Ministers have been accused of lacking the “ambition necessary” to decarbonise industry as the government outlined £1bn of spending to reduce emissions from businesses, hospitals and schools.
It comes as Kwasi Kwarteng, the business secretary, prepares to publish the government’s industrial decarbonisation strategy, including plans to move towards more green energy sources.
Forming part of the government’s strategy to reach the legally-binding net zero target by 2050, officials said the funding – announced last year – will create thousands of jobs while cutting emissions by two-thirds over 15 years.
Setting out how the £1bn will be spent, the Department for Business, Energy & Industrial Strategy said an initial £171m has been allocated to nine green tech projects in Scotland, south Wales and northern England to study the rollout of infrastructure such as carbon capture and storage (CCS).
Local authorities across England were being allocated £932m to fund green upgrades to public buildings including schools, hospitals and council buildings in 429 projects across England.
Mr Kwarteng said that reaching the net zero target “will require extensive change across our economy” and insisted that ahead of the critical climate summit in Glasgow — Cop26 — “the UK is showing the world how we can cut emissions, create jobs and unleash private investment and economic growth”.
But the shadow business secretary Ed Miliband responded: “Once again, the government talks a big game on green but doesn’t deliver with nearly the scale or ambition that’s necessary.
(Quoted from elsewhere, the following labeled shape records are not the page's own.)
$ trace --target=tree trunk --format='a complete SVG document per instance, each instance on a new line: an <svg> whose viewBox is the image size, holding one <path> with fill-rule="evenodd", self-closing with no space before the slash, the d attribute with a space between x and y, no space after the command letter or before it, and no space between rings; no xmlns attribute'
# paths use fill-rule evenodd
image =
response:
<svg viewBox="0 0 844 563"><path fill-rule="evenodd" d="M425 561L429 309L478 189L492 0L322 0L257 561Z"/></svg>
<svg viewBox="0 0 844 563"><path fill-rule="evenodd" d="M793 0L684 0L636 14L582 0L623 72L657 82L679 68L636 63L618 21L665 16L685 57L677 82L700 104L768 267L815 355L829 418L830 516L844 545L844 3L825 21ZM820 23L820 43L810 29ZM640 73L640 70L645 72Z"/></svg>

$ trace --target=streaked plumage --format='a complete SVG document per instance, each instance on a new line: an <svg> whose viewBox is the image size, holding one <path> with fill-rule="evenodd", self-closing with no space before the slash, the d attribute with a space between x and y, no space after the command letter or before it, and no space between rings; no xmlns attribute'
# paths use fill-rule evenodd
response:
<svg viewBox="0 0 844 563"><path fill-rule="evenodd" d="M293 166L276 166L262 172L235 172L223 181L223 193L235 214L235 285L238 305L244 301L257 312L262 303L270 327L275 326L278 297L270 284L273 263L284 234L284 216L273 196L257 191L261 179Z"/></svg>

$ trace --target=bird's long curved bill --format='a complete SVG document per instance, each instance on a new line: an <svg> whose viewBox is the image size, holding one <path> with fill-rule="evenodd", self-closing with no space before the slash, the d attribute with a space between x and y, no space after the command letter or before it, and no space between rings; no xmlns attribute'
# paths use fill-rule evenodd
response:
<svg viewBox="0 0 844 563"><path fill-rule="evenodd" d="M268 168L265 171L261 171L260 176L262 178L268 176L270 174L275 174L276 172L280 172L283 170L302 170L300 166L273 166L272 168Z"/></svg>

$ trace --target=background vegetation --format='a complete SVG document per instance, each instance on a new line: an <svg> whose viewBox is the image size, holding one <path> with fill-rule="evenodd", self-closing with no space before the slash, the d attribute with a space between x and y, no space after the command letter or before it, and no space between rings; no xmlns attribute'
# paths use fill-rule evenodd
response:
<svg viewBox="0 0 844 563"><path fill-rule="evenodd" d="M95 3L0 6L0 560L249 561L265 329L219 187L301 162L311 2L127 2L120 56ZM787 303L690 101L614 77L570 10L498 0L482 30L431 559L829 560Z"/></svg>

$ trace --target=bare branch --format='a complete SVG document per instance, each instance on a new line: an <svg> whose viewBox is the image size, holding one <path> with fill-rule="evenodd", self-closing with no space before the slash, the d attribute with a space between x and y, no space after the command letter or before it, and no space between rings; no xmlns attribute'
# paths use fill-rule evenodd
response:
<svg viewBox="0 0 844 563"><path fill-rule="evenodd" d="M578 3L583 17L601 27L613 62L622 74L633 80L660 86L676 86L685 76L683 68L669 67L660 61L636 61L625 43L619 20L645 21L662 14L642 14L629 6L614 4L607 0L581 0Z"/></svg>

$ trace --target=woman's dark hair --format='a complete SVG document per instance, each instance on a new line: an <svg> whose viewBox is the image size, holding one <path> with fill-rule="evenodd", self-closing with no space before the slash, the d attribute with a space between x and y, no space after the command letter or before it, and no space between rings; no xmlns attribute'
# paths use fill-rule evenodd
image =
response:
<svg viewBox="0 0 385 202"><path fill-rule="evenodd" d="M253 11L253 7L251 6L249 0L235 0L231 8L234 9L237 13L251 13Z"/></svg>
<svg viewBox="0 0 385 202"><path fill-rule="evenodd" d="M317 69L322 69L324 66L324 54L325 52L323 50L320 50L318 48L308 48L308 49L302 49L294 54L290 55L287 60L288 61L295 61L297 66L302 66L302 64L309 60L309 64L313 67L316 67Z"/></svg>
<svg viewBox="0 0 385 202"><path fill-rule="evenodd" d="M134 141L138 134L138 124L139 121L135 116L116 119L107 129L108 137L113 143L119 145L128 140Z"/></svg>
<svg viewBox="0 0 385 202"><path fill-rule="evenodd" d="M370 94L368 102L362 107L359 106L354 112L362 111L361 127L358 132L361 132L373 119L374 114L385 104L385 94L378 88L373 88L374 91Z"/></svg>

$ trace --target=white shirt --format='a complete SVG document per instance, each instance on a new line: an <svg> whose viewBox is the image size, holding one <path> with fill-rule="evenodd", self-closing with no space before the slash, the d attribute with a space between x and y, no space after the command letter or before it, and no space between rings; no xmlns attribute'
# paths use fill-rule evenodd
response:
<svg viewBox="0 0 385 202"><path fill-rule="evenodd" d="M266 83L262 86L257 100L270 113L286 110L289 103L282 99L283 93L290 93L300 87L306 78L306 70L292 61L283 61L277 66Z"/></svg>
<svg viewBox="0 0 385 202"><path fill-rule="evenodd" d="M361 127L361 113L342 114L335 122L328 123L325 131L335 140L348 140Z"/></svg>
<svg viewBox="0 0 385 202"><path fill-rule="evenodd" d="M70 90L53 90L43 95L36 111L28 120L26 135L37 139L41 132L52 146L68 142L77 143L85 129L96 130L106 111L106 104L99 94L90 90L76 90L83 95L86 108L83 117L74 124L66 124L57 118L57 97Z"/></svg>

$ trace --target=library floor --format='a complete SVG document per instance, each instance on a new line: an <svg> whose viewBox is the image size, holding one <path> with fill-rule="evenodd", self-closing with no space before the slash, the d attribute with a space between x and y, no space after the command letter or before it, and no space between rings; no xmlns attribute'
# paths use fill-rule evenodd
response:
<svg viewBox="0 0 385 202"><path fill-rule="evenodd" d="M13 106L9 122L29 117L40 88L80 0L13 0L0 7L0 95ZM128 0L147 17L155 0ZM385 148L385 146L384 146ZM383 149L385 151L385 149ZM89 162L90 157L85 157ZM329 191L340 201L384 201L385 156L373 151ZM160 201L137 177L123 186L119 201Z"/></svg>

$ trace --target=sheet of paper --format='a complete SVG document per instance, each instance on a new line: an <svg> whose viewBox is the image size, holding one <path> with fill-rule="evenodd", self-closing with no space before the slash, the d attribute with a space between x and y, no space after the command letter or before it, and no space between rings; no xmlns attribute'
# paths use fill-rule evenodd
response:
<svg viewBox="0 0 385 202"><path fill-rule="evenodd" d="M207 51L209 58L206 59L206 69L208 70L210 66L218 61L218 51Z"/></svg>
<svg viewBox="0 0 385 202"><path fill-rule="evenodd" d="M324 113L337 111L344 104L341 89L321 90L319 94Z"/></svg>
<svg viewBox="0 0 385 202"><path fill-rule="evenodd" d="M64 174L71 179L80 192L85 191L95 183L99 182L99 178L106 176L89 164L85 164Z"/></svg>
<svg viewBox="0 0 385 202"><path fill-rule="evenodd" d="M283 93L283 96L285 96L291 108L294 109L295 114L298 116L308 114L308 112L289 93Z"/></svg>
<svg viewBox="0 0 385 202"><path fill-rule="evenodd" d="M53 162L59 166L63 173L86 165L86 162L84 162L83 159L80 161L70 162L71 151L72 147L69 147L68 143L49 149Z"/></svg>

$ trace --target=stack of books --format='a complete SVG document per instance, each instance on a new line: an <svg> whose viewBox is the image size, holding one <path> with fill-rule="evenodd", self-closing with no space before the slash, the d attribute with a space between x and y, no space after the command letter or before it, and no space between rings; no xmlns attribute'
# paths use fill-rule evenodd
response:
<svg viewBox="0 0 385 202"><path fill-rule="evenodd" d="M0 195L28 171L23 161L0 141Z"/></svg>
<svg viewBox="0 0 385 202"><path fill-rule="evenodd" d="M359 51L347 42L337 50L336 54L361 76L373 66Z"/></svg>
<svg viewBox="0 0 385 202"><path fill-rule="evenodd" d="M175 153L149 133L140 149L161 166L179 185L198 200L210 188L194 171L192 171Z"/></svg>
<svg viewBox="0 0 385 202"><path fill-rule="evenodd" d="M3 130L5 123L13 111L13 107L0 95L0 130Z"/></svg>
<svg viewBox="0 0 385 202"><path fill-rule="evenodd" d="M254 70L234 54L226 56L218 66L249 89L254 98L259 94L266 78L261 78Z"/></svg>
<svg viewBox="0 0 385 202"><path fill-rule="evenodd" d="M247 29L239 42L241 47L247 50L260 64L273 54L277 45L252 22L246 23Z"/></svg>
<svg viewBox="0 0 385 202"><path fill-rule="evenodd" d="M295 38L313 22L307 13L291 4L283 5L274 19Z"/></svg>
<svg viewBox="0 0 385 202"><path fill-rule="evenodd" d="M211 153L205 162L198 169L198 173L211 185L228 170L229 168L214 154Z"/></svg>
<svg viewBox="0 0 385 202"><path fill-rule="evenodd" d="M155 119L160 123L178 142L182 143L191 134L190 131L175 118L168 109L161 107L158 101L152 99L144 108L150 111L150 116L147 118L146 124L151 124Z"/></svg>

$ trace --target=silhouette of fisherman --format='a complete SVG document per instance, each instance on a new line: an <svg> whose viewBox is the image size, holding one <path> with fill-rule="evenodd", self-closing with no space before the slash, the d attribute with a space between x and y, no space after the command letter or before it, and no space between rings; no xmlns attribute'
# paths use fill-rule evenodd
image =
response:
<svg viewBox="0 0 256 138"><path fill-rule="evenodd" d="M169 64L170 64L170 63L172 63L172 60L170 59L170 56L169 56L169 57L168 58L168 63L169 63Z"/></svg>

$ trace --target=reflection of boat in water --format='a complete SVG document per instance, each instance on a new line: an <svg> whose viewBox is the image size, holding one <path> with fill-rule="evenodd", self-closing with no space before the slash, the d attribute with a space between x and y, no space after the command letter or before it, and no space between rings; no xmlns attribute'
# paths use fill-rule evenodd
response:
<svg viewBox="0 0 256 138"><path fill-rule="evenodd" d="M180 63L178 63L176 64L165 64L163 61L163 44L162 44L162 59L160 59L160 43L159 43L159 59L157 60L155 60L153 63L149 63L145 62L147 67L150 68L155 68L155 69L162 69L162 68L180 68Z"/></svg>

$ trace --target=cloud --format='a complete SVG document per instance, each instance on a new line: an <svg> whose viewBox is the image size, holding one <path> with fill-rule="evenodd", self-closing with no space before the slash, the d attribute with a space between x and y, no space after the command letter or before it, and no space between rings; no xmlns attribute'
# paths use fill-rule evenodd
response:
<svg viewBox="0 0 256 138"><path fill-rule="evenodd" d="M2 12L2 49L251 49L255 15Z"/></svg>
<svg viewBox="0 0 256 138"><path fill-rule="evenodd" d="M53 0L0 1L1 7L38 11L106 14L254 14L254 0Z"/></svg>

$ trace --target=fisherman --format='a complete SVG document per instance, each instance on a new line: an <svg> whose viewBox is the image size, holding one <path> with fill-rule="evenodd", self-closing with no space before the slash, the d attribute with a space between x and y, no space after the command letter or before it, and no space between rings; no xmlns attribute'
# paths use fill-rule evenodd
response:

None of this money is new — these announcements simply allocate money already announced.”
He added: “Strip away the rhetoric and we see the fact that while Germany is investing €7bn in hydrogen strategy our government is investing a tiny fraction of that.”
Mr Miliband said the Budget unveiled by Rishi Sunak, the chancellor, a fortnight ago had failed the steel, automotive and aerospace industries, claiming: “Once again the government appears to have nothing to say about those key sectors.
“And on buildings, we still have no long-term government strategy about how to decarbonise housing and no account for the £1bn cut to the green homes grant.”
Dr Doug Parr, the chief scientist at Greenpeace UK, said: “It’s important that the government takes a proper look at decarbonising industry but it has focused on propping up business as usual by bolting carbon capture technologies onto fossil-fuel based industries, rather than exploring a range of routes to zero emissions.
“There may be a few areas where this looks like the only option, but to rely on it as an over-arching strategy for industry is risky. We are putting all of our eggs in the CCS basket, and no-one who understands the problems CCS has encountered on costs and performance can say with confidence that it will deliver.”